Keep in mind that executive managers of all stripes — from the president of the United States of America to someone who runs a day care centre — is going to need the “big-picture view” of what’s going on and will rely their subordinates to give them a short precis of what’s going on. That’s why they’re called “executive summaries”.
That being said, all news is subjective. Anything that someone tells you is filtered through their own particular worldview, which is influenced by their education, knowledge, socio-politico-complexo-migraino leanings and all those other niggly details that make each person unique. It’s not that Bush (or for that matter, any of us) want objective news, he wants news that fits his worldview. Unfortunately (or fortunately, for the disciples of Supply Side Jesus), Bush’s idea of “objective news” is probably FOX News. Hey, it says ‘Fair and Balanced’ right on the label!

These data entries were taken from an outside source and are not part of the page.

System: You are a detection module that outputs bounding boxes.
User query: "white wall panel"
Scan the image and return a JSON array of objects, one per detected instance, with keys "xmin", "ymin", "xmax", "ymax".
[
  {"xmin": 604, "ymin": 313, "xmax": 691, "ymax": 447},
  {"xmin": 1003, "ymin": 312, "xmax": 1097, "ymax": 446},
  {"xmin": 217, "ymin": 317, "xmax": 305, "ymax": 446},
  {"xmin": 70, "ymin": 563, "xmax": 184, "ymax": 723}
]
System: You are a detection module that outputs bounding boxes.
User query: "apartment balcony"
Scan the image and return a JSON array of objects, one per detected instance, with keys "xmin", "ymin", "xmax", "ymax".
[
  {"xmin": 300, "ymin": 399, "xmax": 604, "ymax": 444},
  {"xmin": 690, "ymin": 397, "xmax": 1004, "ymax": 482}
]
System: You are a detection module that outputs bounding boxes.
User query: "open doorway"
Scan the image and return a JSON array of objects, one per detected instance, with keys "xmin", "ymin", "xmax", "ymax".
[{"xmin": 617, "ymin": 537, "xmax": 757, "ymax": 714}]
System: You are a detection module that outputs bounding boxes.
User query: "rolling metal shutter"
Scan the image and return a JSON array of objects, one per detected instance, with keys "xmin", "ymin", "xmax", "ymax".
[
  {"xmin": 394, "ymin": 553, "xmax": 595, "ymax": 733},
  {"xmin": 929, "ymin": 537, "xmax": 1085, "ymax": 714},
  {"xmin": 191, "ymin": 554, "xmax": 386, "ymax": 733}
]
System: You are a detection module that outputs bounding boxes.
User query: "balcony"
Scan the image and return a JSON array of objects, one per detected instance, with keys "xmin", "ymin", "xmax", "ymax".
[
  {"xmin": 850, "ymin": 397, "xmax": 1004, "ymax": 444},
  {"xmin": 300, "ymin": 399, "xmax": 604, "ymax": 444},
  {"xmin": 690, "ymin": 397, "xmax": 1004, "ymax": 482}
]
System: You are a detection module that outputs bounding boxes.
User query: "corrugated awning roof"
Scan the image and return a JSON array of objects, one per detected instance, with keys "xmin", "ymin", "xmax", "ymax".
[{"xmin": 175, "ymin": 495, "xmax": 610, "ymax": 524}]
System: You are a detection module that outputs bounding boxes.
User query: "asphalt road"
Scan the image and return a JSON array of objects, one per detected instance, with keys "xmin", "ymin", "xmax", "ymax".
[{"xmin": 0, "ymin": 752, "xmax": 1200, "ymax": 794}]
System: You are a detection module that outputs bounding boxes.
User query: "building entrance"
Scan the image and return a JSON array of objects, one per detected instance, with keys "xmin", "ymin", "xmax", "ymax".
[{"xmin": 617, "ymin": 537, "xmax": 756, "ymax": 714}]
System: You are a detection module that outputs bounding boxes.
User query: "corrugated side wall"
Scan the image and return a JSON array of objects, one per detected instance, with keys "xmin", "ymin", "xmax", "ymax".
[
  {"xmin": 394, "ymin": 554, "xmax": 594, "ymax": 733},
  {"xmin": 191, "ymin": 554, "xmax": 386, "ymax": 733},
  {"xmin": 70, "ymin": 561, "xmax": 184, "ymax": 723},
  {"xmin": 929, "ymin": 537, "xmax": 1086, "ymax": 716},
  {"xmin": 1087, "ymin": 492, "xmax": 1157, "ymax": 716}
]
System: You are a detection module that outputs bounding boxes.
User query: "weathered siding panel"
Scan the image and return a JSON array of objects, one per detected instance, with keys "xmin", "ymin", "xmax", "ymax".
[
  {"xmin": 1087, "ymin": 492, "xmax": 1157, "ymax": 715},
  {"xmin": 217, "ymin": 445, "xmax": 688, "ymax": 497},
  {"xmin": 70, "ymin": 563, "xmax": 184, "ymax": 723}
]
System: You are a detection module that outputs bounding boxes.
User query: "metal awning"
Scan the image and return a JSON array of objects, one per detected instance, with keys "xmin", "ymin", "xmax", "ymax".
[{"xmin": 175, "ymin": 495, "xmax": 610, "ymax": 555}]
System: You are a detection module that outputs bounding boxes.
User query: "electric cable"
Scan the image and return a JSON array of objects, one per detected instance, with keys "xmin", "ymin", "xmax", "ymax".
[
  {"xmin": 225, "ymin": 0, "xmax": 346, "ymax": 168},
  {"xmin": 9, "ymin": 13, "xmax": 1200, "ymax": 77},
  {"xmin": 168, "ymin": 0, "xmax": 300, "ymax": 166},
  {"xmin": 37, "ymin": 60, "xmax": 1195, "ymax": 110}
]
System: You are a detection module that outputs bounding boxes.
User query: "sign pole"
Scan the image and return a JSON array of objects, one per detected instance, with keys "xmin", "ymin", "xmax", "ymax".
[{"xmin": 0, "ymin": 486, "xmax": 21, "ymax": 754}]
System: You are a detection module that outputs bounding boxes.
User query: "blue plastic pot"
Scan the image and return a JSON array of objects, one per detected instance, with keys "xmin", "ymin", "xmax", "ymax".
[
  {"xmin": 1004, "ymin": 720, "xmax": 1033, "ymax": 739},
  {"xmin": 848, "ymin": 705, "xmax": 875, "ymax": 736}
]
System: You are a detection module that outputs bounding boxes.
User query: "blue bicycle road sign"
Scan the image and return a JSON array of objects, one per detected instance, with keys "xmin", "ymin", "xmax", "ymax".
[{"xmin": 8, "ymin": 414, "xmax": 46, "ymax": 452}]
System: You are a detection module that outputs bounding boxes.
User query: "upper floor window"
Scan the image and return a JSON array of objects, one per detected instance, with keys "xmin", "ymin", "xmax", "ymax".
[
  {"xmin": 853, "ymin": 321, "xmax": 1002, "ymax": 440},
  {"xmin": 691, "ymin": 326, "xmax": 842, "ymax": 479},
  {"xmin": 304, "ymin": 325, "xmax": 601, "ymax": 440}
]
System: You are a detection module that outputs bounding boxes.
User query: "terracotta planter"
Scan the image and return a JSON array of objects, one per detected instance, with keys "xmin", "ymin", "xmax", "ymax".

The myth of “objective” news, according to Ben Bagdikian in his book The Media Monopoly, was created by newspapers in order to avoid alientating advertisers. Anyone who believes that any given newspaper is objective is a sucker and should apply to the Accordion Guy Remedial Media Literacy Course. For the low cost of just one Apple PowerBook a year*, I will tell you what to think!
Isn’t there a line in Macchiavelli’s The Prince that warns you about the dangers of surrounding yourself with yes-men and listening only to them? My copy’s nowhere near me, but I’m sure there’s a classics major among you…
(* I stole this idea from Cory Doctorow, whose plan is to keep himself on top of the tech wave by creating a religion where he is the chief cleric and adherents must buy him the latest and fastest PowerBook once a year. “I’d only have to recruit one person,” he says.)
Cats and other unsexy things
Nerve gets it right about cats:
Attachment to a non-human mammal that doesn’t give a fuck about you bespeaks emotional damage. It’s the kind that transforms you from “alluringly quirky” to “certifiable.”
Remember, folks: Cats are not pets. They’re egg rolls waiting to happen.
Cats are but one of the fifty items on their “Unsexy List”. Yes, it’s filler written by a bunch of people who gathered in the Nerve.com employee lounge over Snackwell cookies (“they’re low fat!”) who’d be operating the fry machine at McDonald’s if there weren’t an Internet, but:
a) it’s sorta funny
b) you probably don’t want these people touching your food.